As Nigel Fine, Chief Executive of the Institution of Engineering and Technology (IET) put it: “There has never been a better time to be an engineer: demand that far outstrips supply, competitive graduate salaries and fantastic career prospects are typical characteristics of the engineering profession today.”
As Fine says, it doesn't stop at starting salaries. Engineers can expect relatively high earnings to continue throughout their careers.
In a separate survey carried out by the Engineering Council earlier this year, it emerged that chartered engineers earn an average of £63,000 per annum, up 14.5% since 2010. Incorporated engineers earn around £45,500 and engineering technicians £40,000 – up 5.1% and 8.1% respectively.
Such wage growth is impressive in the context of national wage stagnation – particularly pronounced since the financial crash. Combined with the Times survey, it serves as valuable ammunition in the fight to get more students taking STEM (Science, Technology, Engineering and Maths) subjects to fill our growing skills gap, which is progressively more pronounced.
A CBI survey from the second quarter of 2014 found that two in five companies cannot find the staff with the required STEM skills.

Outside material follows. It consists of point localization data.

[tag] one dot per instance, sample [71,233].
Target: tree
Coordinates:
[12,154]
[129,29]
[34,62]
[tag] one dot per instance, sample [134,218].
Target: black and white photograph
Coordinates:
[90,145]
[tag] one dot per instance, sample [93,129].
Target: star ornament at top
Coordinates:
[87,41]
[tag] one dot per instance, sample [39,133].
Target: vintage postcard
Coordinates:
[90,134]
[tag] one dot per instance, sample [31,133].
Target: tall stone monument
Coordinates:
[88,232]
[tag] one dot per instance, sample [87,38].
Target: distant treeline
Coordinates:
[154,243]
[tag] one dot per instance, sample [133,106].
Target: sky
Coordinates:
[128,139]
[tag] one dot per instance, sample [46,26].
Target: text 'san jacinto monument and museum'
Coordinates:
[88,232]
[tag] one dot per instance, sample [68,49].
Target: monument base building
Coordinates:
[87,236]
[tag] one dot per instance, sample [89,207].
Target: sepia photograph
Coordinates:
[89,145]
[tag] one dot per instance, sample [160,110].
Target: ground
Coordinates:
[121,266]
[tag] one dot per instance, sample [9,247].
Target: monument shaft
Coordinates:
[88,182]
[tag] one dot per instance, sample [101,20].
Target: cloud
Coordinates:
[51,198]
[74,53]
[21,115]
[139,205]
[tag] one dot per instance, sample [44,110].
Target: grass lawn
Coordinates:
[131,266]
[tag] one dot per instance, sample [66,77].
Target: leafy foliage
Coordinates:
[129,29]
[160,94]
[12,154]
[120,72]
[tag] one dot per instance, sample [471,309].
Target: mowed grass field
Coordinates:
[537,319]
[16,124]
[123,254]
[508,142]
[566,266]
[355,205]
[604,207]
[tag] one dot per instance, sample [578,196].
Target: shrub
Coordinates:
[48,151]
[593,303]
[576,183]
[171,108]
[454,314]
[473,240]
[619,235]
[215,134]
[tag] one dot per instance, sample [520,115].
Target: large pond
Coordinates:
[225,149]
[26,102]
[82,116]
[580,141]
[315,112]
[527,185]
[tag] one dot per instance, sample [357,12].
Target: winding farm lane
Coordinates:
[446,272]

And 59% of responding companies in the IET's 2014 skills survey saw a shortage of engineers as a threat to their business.
Hopefully the news of higher earnings will filter through to students making their subject choices, and divert their attentions from more 'glamorous' subjects into engineering disciplines, where new graduates are sorely needed.
With large engineering projects like Crossrail at the heart of the government's plans to reinvigorate Britain's productive economy, engineers have never been more in demand.